Essentially a 2.5D platformer, the game sees you controlling two robots, Watt and Volt, which have been mistakenly labelled as defective and condemned to being recycled. In order to prove their worth and avoid their fate, you take control of both robots, either with a switching mechanic in solo play or together in a two player local co-operative mode, through a series of challenges that get increasingly difficult the further you progress within the game. Each of the levels play the same with its core mechanics in that, one robot remains imprisoned in a room that has a slowly descending ceiling, whilst the other robot runs, jumps, climbs, pushes and pulls its way through the recycling plant in order to find a button that can release his captive friend. However, there are many obstacles that stand in your way from collapsible floors, laser beams, guillotine’s and protruding spikes; all of which need to be overcome as you battle against time to find the escape button.

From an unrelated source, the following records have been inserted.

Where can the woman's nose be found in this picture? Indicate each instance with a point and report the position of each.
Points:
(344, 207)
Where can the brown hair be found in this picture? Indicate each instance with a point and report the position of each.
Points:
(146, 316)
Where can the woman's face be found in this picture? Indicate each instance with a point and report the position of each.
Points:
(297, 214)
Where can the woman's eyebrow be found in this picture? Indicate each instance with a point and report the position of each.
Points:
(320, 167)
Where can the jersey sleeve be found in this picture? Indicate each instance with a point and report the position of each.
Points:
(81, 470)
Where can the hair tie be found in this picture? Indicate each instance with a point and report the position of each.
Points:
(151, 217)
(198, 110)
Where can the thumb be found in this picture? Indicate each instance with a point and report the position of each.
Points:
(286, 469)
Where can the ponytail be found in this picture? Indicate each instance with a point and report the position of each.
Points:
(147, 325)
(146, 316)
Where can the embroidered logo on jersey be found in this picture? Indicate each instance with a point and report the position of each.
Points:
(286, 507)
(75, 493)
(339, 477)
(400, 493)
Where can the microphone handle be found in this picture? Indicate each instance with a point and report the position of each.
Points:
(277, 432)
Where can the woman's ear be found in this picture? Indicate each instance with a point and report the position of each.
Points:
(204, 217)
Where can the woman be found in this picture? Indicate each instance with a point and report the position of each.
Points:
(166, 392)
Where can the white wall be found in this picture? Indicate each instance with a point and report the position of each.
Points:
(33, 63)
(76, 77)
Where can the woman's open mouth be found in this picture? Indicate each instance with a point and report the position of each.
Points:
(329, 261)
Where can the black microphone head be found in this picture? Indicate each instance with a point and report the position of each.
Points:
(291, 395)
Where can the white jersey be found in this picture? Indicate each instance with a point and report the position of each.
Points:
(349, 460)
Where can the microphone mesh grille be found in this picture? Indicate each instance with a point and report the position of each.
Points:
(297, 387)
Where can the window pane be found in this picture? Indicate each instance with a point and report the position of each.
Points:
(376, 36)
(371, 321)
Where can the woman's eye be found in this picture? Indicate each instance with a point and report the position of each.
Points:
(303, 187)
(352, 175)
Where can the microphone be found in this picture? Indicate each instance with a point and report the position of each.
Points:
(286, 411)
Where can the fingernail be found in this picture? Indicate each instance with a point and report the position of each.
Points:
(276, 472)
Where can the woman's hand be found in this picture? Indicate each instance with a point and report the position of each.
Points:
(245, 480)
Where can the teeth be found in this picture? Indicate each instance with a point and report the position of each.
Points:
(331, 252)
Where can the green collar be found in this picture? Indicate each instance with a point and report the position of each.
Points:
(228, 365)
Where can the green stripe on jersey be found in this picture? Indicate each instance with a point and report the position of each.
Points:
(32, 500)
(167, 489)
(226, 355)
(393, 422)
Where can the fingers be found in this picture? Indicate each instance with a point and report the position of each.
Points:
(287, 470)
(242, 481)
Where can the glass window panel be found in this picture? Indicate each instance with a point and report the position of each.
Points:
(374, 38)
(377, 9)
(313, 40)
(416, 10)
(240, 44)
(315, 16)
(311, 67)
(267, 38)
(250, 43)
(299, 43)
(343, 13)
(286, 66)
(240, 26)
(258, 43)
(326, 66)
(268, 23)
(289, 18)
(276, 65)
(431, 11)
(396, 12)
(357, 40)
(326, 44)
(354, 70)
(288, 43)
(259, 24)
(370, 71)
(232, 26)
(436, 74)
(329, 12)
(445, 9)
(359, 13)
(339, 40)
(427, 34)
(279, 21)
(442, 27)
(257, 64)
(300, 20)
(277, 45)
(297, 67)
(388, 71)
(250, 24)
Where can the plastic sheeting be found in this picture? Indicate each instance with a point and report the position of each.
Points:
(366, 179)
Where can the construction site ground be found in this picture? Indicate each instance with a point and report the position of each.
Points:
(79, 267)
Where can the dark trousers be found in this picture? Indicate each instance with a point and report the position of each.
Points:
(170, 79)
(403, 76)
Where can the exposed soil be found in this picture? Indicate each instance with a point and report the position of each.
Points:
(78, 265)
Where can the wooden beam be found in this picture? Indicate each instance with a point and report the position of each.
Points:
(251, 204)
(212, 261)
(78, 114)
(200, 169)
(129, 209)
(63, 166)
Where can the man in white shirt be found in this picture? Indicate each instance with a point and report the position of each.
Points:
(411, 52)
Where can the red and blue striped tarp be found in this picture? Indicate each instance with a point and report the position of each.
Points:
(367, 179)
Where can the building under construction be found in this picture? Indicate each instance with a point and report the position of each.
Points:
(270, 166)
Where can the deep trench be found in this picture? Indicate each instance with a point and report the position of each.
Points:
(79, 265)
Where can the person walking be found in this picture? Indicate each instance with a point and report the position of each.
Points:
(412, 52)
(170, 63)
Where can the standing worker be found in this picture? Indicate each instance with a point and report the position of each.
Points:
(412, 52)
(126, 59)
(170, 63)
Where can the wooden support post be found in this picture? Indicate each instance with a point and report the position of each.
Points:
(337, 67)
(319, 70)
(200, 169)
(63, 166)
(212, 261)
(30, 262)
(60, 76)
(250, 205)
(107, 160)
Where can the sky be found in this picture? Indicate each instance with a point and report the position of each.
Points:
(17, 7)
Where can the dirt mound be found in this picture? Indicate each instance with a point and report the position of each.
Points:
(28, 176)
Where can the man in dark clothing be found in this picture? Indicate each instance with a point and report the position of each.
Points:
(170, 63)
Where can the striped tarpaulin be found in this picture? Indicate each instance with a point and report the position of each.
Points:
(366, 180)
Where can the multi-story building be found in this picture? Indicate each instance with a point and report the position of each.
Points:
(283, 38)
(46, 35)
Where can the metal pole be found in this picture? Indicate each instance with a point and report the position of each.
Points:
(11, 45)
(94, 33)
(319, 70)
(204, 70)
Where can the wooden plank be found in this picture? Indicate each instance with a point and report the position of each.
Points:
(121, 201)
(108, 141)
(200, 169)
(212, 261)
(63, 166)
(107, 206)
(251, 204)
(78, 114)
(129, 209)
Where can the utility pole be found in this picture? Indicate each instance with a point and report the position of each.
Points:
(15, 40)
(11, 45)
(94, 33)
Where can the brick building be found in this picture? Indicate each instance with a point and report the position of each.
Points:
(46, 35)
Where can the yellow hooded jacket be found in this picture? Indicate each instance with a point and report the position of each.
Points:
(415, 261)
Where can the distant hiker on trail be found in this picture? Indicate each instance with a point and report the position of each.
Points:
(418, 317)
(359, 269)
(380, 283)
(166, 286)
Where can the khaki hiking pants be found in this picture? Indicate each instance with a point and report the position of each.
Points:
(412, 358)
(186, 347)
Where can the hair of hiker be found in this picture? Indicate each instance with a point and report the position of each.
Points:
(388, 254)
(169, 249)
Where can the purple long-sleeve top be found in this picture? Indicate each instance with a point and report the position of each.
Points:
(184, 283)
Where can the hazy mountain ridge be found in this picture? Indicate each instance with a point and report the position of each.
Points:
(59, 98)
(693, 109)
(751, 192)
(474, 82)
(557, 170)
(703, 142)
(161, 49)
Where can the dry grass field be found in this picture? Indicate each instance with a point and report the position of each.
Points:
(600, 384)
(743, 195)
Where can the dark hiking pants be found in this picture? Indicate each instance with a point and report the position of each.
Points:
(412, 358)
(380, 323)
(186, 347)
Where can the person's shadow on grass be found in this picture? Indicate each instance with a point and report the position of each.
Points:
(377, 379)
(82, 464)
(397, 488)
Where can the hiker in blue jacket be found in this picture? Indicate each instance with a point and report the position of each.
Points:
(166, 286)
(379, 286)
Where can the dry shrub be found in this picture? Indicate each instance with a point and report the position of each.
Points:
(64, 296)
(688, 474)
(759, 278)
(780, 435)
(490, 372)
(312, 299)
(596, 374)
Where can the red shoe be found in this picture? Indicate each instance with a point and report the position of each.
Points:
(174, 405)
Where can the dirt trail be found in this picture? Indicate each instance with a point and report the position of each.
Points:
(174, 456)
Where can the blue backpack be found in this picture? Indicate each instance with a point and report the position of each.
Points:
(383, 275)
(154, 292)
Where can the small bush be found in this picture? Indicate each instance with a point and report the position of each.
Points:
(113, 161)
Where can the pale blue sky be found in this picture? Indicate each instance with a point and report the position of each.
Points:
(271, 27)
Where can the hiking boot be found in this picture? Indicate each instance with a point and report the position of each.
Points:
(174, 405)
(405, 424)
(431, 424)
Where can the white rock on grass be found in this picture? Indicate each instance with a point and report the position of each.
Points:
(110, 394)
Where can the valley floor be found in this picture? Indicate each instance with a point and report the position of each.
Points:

However, once freed the level doesn’t end there. It’s then up to the both of you to collect energy capsules and hidden batteries in order to gain, and transfer, enough energy in order to power up a plug at the level’s exit and escape through it. Although it sounds simplistic in its nature of traversing a generally, generic platforming model, the battery and energy levels associated with each of the robots plays an important element within the mechanics of the gameplay. With each action that any of the robots perform, an energy bar depletes which makes conserving energy an important factor in achieving success within each level; especially when you take into consideration the need to save one hundred units which are required to power up the exit. It is possible to share your energy conserves remotely between each of the robots and, although the first few levels shouldn’t present too much of a problem, the more you progress, the more important your energy conservation becomes, which all adds up to a rather fun and challenging puzzling-platforming style of gameplay.

This new ‘Ultimate Edition’ also bags a ton of extra features which makes it stand out from the title’s original release. The graphics have taken a complete overhaul with very crisp and clean sprites and more detailed backgrounds; all running at a super smooth sixty frames per seconds. The original soundtrack has been completely replaced with a new track list that has been written by Leeds-based musical composer and producer, Levi Bond. Its electro-trance beats are very satisfying here, matching the tempo of the gameplay and producing an aesthetic that is very pleasing to the ear.

The amount of levels has also been increased from the original’s twenty eight, to a very challenging forty, with the inclusion of some extra levels that were originally developed for a planned, then ultimately scrapped, sequel. Each of the levels also contain secret areas that can be found in order to unlock some very special features that range from mini games, such as a soccer-style of game, to new paint jobs that alter the look of our two metallic heroes. Last, but not least, the game has also incorporated its own in-game achievement mechanic which means that there is more than enough variety, quality and quantity here to satisfy everyone. There’s plenty of replayability value on offer here too with timed leader boards for each level, as well as energy capsule numbers, hidden batteries and secret areas; not to mention the special features and mini-games.

Perfect for casual or lengthier periods of play, Twin Robots: Ultimate Edition offers a very solid experience, whether you choose to play solo or using its co-operative gameplay. If you’ve already played the original title, then there is certainly enough new content here to justify another purchase and if you’re new to the series, then you’re certainly in for a treat; especially if you’re a fan of platform games that require some lateral thinking to them.